Greenwald, Guardian editörleriyle görüşmek üzere 31 Mayıs’ta Brezilya’dan New York’a geldi. Ertesi gün Poitras ile birlikte Hong Kong’a uçtular. Ne Greenwald ne de Poitras daha önce Snowden’in yüzünü görmemişti. Bir saati aşkın görüşme sonrasında o güne değin sadece okuduklarını bir kere de Snowden’in ağzından dinlediler.
En merak edilen soruyu “Neden New York Times değil de Guardian? diye sorduklarında aldıkları yanıt ilginç. “Geleneksel medyaya güvenmiyorum. Aslında mesele New York Times yerine The Guardian’a daha fazla güvendiğimden değil.
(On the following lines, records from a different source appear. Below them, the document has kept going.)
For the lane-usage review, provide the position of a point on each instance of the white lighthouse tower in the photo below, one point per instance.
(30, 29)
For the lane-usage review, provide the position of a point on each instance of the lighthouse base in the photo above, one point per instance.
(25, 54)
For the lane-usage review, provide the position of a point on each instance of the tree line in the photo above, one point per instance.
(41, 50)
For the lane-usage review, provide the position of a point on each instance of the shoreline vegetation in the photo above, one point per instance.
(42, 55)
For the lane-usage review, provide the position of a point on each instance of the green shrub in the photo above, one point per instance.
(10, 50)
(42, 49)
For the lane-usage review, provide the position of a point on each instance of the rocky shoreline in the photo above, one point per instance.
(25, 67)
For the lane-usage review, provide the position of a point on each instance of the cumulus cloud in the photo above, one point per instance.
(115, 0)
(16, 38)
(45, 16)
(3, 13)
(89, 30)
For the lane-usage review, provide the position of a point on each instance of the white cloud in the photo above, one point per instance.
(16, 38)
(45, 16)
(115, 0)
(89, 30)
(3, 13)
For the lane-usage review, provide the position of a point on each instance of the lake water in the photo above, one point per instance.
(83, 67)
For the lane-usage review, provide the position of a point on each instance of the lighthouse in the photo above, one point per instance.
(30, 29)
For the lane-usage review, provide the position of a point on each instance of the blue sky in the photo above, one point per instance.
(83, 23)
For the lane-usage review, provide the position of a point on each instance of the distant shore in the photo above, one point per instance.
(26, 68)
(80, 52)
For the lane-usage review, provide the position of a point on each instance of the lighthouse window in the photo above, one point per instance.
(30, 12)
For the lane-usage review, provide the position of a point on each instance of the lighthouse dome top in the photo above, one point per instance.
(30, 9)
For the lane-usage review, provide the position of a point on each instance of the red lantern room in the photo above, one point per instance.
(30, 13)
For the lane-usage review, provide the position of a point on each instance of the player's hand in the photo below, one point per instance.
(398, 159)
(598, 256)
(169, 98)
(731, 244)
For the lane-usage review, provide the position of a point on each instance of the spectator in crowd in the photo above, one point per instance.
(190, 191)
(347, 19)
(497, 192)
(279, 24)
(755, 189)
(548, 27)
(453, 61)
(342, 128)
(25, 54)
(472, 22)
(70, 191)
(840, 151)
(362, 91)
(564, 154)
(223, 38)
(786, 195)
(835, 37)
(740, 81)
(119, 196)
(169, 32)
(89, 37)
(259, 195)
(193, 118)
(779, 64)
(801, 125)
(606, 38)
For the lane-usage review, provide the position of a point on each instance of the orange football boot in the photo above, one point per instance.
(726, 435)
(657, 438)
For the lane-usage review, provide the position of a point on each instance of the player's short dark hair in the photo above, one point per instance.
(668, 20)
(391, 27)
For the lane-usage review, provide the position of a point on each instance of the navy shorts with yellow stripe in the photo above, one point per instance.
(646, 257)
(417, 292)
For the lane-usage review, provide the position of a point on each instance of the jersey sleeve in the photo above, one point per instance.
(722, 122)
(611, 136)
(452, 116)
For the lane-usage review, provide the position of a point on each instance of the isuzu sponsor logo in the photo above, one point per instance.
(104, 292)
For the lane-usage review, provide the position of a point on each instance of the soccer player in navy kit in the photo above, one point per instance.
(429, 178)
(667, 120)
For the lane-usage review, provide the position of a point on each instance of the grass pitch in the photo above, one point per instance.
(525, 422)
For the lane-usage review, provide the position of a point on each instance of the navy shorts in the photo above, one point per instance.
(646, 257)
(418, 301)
Alternatif bir gazeteci aradım. Hem sisteme karşı olan, hem de blogging ve diğer sosyal medya araçlarını iyi kullanan birini seçtim. Bu kuşağın en çok güvendiği muhabir, The Guardian’ın yorumcusu Glenn Greenwald. O hem iyi bir blog yazarı, hem de sosyal medya kahramanı. Bu nedenle ona güvendim”
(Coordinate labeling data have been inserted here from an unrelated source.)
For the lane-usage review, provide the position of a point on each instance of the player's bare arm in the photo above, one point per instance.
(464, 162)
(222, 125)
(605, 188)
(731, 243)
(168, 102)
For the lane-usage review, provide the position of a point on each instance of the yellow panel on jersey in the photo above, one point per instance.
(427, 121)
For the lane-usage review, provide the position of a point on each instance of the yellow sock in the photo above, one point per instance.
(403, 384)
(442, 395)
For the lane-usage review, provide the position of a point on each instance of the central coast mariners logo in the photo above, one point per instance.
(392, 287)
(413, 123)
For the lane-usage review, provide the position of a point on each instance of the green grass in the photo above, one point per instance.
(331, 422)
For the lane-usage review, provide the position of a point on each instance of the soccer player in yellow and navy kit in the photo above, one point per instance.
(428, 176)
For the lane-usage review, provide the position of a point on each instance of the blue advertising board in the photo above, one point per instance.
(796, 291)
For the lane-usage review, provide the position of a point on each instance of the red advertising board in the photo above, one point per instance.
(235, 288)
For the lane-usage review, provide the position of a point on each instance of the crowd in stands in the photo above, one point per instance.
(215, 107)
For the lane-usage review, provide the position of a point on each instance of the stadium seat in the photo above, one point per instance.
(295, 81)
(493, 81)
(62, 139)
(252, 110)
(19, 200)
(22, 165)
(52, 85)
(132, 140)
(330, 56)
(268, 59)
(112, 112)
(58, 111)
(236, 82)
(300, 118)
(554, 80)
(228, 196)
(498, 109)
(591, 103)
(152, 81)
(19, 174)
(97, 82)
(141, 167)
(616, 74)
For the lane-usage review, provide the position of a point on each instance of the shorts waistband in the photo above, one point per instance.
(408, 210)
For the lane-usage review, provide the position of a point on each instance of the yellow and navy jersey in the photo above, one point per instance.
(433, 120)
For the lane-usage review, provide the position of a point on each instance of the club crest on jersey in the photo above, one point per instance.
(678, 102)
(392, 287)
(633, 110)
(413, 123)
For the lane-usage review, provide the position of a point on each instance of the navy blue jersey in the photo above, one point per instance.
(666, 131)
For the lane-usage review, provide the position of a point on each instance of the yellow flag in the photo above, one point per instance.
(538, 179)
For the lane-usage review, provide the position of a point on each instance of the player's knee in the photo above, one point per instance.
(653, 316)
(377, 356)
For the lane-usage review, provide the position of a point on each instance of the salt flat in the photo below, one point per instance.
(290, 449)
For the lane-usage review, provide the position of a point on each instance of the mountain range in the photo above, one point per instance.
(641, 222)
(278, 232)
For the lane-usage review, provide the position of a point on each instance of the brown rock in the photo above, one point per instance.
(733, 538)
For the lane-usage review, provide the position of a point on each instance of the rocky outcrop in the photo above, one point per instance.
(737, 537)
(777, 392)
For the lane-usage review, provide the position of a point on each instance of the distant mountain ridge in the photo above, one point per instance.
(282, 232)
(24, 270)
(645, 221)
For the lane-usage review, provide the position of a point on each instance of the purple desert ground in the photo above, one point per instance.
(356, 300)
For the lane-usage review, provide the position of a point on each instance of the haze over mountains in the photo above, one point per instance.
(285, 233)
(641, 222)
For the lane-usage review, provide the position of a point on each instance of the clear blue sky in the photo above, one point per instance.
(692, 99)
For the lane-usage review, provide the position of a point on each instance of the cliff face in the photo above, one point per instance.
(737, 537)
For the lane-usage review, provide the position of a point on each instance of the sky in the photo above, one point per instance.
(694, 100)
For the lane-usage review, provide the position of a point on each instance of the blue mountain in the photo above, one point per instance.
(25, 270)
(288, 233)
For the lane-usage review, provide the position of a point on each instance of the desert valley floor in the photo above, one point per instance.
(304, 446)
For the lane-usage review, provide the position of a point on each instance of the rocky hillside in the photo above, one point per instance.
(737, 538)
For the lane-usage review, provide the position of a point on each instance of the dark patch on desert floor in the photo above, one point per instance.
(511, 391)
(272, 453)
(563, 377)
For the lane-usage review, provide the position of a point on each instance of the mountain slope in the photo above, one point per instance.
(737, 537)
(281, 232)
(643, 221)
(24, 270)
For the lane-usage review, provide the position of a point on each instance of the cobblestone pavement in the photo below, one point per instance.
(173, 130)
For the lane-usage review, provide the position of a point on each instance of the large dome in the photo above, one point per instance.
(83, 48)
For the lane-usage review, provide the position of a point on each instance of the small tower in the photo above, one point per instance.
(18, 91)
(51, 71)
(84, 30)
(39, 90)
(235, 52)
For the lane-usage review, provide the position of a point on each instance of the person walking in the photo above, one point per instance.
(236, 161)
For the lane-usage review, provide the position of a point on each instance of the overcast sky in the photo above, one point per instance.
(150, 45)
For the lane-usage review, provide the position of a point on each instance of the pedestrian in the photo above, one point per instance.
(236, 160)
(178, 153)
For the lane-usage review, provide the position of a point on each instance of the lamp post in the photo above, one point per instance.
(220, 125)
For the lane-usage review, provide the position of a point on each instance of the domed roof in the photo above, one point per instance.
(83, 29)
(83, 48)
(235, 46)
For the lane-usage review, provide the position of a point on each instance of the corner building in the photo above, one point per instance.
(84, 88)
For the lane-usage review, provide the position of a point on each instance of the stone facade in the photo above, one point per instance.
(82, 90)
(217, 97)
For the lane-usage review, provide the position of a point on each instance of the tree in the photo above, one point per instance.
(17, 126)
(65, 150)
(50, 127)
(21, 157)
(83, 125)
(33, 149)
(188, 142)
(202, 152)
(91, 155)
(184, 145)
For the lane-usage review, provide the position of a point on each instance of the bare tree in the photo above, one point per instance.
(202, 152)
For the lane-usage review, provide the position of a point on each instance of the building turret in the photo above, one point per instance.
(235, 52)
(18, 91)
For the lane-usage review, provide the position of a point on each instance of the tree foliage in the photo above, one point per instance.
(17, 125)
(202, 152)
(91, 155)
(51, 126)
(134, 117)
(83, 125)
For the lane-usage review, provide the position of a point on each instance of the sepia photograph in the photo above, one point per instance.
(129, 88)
Glenn Greenwald, bir gazeteci olmakla birlikte New York Hukuk Fakültesi mezunu bir avukat. Son on yıldır avukatlık yapmıyor, sadece siyasi yazılar yazıyor. Şubat 2007’den itibaren salon.com adlı internet gazetesindeki sütununda ve blogundaki incelemeleri sayesinde ses getirdi. Örneğin, Başkan Obama, John O. Brennan’ı CIA Başkanı yapmak istiyordu. Greenwald’ın Brennan hakkında önce blogunda başlattığı, ardından Facebook ve Twitter üzerinden yürüttüğü eleştiri kampanyaları Amerikan kamuoyunu dalga dalga sardı, sonunda Brennan adaylıktan çekilmek zorunda kaldı.
Gazeteci Greenwald’ın yine salon.com’daki WikiLeaks belgelerinin sızdırılmasından sorumlu tutulan er Bradley Manning’in bulunduğu cezaevi koşulları hakkındaki yazıları, hükümet sözcüsü Philip J. Crowley’in istifasının yanı sıra, Birleşmiş Milletler’in işkence soruşturması açmasına yol açtı.
Greenwald, 5 Ağustos 2012’de salon.com’dan ayrılarak İngiliz gazetesi The Guardian’ın Amerikan baskısında çalışmaya başladı. 5 Haziran 2013 günü de, Snowden ile yazışmaları ve Hong Kong’taki yüzyüze görüşmesi üzerine elde ettiği bilgilere dayanarak kaleme aldığı, dünyayı sarsan ünlü haberi yayınlandı: Kısa adı FISA olan ABD Yabancı İstihbarat İzleme Mahkemesi’nin (United States Foreign Intelligence Surveillance Court) Verizon adlı telekomünikasyon şirketine “Çok Gizli” ibaresiyle gönderdiği bir kararda, yurt içi ve yurt dışı tüm telefon görüşmelerinin metadata (üstveri) bilgisinin Ulusal Güvenlik Ajansı’na teslimi emredilmekteydi.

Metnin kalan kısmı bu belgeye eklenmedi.